Proportional AI Governance
Sharna Quirke, Chief Strategy Officer explores the proportionality of governance

The way you use AI should determine how you govern it!!
Hang on… what?? That’s not what everyone else is saying……
This post is written in response to a comment a few weeks ago challenging the onerous nature of AI governance for smaller organisations. It stuck with me, because I see both sides of it.
Right now I’m working with a large public sector organisation making decisions that directly affect people’s lives, using sensitive personal data. They are not new to AI. They have piloted Copilot, put a policy in place, and built awareness.
But now they want to build their own AI solutions. This is a significant shift which is why they got me in to set up an approach to governance that would enable this to happen responsibly. This is the point where governance stops being a ‘policy document’ and becomes something real.
What has been interesting is that we have not started with structure or documentation. I have not just 'rolled out' our framework and IP to say this is how all governance should be.
We have started with decisions.....
-Who needs to decide what.
-What carries real risk.
-Where accountability sits when something goes wrong.
Only after that do roles and processes start to make sense.
And this is where the original comment comes in. For an organisation of this size and risk profile, you do need defined oversight and clear accountability. There is no way around that. But that does not mean everyone needs the same model or, that that there is a single solution.

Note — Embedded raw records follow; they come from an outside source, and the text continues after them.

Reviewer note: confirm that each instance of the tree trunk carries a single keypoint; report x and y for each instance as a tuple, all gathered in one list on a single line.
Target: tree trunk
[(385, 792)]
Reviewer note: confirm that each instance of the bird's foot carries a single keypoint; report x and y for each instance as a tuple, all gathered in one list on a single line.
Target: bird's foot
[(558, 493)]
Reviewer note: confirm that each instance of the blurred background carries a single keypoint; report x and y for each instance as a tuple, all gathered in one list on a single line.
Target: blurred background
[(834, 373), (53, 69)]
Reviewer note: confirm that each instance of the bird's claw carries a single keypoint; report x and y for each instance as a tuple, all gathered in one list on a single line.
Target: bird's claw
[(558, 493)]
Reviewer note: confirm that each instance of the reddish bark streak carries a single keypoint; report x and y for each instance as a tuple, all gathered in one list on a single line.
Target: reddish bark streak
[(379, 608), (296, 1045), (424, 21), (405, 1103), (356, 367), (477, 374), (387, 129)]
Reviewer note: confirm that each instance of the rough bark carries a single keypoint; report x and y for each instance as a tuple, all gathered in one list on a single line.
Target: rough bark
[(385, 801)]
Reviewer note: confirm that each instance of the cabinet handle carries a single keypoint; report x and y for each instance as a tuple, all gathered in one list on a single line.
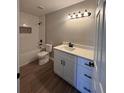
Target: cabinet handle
[(88, 90), (61, 62), (86, 64), (91, 64), (87, 76)]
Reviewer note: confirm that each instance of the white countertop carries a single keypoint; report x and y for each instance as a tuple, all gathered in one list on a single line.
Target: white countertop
[(81, 52)]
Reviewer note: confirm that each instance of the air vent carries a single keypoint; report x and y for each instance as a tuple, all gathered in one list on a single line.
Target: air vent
[(40, 7)]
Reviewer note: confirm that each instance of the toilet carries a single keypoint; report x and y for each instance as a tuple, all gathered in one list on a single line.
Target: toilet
[(43, 56)]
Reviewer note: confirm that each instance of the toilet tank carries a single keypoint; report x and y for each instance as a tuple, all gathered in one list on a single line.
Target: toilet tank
[(49, 47)]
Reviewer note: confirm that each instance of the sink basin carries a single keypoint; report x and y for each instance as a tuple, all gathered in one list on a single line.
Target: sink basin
[(69, 48)]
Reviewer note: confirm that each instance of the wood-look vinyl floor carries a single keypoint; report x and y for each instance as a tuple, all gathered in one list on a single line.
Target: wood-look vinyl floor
[(41, 79)]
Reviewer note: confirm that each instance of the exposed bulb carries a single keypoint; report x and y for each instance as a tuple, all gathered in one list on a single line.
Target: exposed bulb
[(85, 13), (74, 16), (69, 16), (79, 14), (24, 25)]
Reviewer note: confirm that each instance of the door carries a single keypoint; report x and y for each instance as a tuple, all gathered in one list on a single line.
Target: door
[(58, 66), (100, 51)]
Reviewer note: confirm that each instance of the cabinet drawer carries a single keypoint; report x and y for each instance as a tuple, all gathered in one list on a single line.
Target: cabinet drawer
[(84, 79), (64, 55), (84, 63), (83, 87), (82, 70)]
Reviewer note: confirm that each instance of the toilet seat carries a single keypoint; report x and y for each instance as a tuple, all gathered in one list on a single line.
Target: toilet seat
[(43, 53)]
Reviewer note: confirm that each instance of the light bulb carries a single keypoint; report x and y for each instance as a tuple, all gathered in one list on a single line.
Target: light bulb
[(79, 14), (24, 25), (69, 17), (74, 16), (85, 13)]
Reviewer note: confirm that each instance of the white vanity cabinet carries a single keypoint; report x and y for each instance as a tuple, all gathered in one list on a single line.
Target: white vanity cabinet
[(84, 75), (74, 68), (65, 66)]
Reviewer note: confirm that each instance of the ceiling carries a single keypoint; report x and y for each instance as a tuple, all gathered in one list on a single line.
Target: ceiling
[(31, 6)]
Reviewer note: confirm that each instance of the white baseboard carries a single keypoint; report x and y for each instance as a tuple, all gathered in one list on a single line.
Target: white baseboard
[(51, 58)]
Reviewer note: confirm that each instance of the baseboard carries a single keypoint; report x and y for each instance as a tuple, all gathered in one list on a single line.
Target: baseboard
[(51, 58), (27, 57)]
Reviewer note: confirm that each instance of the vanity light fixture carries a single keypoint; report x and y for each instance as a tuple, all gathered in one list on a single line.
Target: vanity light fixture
[(79, 15), (85, 14)]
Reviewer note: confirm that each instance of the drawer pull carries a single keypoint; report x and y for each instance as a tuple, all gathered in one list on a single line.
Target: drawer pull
[(91, 64), (87, 76), (88, 90), (86, 64)]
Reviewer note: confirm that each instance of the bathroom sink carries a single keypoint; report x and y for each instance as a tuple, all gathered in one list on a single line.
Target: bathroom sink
[(68, 48)]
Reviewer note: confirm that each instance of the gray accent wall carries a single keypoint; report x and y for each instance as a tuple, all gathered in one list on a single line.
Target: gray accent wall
[(59, 28)]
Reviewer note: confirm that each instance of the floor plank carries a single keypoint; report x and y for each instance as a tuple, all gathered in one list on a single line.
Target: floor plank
[(42, 79)]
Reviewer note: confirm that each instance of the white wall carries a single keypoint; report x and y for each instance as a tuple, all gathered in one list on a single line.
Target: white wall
[(29, 42)]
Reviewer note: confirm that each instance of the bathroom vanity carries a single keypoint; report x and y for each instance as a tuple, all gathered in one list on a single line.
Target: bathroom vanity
[(75, 65)]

If you are a smaller organisation, copying this approach will likely create more friction than value. More roles, more meetings, more process. Not necessarily better outcomes.
You do not need to create five new job functions to use AI responsibly.

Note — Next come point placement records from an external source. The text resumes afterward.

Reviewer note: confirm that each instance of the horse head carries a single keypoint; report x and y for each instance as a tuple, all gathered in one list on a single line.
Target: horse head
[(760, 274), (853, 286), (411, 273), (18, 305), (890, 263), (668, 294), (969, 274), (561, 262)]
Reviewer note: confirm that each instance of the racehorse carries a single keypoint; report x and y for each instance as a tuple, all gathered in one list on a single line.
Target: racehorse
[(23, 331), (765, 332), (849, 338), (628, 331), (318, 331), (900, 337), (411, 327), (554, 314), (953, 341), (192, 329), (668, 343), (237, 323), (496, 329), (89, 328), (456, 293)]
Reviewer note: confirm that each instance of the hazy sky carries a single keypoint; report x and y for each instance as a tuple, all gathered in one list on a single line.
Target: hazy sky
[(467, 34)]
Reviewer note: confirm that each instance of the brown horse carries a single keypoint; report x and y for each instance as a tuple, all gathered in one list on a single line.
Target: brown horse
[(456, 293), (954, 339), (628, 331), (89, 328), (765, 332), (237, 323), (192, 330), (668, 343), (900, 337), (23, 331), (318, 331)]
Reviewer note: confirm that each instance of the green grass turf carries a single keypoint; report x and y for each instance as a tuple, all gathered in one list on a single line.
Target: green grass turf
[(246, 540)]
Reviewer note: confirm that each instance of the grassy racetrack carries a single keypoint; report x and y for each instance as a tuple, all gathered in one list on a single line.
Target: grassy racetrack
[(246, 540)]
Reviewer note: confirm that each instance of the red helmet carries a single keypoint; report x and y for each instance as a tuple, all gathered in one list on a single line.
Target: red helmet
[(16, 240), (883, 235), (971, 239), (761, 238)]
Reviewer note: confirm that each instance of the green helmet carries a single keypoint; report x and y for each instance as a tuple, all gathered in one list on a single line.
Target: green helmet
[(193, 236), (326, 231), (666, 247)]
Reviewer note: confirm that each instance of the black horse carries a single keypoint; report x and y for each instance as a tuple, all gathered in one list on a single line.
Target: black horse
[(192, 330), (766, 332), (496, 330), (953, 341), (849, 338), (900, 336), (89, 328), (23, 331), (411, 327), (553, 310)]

-You need clarity on ownership.
-A simple way to make decisions.
-And access to the right expertise when it matters.
Sometimes that is not a full team. It might be an advisor you can call on when needed ( 😜 ).
So the point is not that governance should be light or heavy or one single design. It should be proportionate. Designed around what you are actually doing with AI, the level of risk you carry, and the decisions you are making. And, if that changes, so too should your governance. Get that right and governance enables progress.
Get it wrong and you either slow yourself down or create the illusion of control without the reality of it.